Cougar Evolution Chassis Review

BluePanda - 2012-03-02 23:41:34 in Cases
Category: Cases
Reviewed by: BluePanda   
Reviewed on: April 1, 2012
Price: $89.99


The COUGAR brand was originally founded in 2007 by a group of computer enthusiasts and professionals in Germany. Feeling that too many computers had the same square boxes over the years, they wanted a way to provide enthusiasts and gamers with more stylish product concepts and higher quality manufacturing. Today, COUGAR has become a global brand manufacturer, delivering high-performance and high-quality components to the PC market.

Personally, I can’t say I’ve heard much about COUGAR before, hence why I thought I’d share a quick little bio about them with you. They seem to have quite few different components to offer up, ranging from a variety of PSUs, to fans, and some different looking cases. One thing to note, though, orange definitely seems to be their color. From their website to their fans, COUGAR decks out everything in orange and black; they might as well be called Tiger for their color scheme. Anyhow, that’s enough of an intro to COUGAR; today, we’ll be taking a look at one of their most recent creations, the Evolution – an enthusiastic full tower chassis. Let’s dive right into this one and take a closer look – less talk, more pictures!


Closer Look:

Okay, so I’m not starting out with the most exciting pictures, and I know many of you will skip right on to the next page without even having read this line, but the box often says a lot about the product. Sometimes, companies clearly spend too much on the box and not on the product; other times, there is a simple box and an excellent product. Sometimes, there’s no correlation at all. Nonetheless, you’re getting the box pictures whether you want them or not.

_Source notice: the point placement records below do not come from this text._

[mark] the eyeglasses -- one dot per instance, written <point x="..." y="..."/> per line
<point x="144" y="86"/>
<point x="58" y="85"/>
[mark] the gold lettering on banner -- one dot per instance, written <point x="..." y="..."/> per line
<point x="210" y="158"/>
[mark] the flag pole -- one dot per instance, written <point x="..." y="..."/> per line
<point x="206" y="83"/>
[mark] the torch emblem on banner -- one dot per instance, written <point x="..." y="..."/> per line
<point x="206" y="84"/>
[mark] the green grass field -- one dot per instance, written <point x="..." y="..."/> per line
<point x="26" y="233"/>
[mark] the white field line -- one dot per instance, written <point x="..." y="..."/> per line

This box is one of my favorite types; simple, plain, and just brown cardboard with black print. It has nice hand holes to pick up and carry into the house – something a lot of case boxes still don’t have for whatever reason. The front of the box has an inverse drawing of the case itself, along with a large COUGAR logo and “Evolution” written out twice. A nice UPS packing slip covers up the box a little, but having to destroy the box when removing it, you’ll need to use your imagination to “see” the black color beneath.

The back of the box presents a little information about the features of the chassis. There are nice HDD trays compatible with 3.5” and 2.5” drives, support for long (12”) video cards, and an integrated fan speed controller. We also see here – for the first time – the reference to the case as a “midi” tower, which makes it sound smaller than it ought to be. Regardless of this name, it is still officially classified as a full tower chassis. The left and right sides of the box are about identical; you’ll find here another large shipping label on one side and a color denotation panel on the other. The case only comes in black, so I’m not so sure it’s 100% necessary to have the color panel, but perhaps they will plan to market an orange version in the future. Either way, that’s the box; don’t feel so overwhelmed.

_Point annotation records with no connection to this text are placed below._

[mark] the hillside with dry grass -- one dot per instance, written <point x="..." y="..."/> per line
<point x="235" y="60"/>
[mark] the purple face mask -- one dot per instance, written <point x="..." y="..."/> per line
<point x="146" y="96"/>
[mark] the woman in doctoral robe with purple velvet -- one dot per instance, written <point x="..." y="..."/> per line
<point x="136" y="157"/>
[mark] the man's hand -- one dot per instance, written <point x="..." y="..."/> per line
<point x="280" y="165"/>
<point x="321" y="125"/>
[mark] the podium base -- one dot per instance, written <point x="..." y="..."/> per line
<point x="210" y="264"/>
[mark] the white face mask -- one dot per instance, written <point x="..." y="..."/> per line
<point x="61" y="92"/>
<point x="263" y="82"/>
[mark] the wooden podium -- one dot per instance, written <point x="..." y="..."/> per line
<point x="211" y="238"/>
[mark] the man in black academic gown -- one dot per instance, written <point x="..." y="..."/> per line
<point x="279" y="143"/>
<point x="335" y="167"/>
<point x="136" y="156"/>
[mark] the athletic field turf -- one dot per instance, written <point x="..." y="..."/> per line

Cutting open the top of the box, you will find your usual foam caps and cloth chassis-protecting bag inside; not really too much to say about that. I do find this to be the most exciting part of getting any new hardware though; opening it up. Pulling it out of the box and setting the case down, I find the case enclosed in a great packing job and in one piece; just as it should.


Closer Look:

Now that the boring pictures and talk are out of the way, we can take a look at the case itself. Like it was shown on the box, there is a honeycomb structure patter on the bay slots and entire front portion of the case. It’s symmetrical and very clean in appearance, with a small COUGAR logo at the very top. Above that, you will see the fan controller knob sitting even in height with the top rails of the case. I expect this case to give lots of air flow from the front to back, especially as I can nearly see through the chassis from the bay slots.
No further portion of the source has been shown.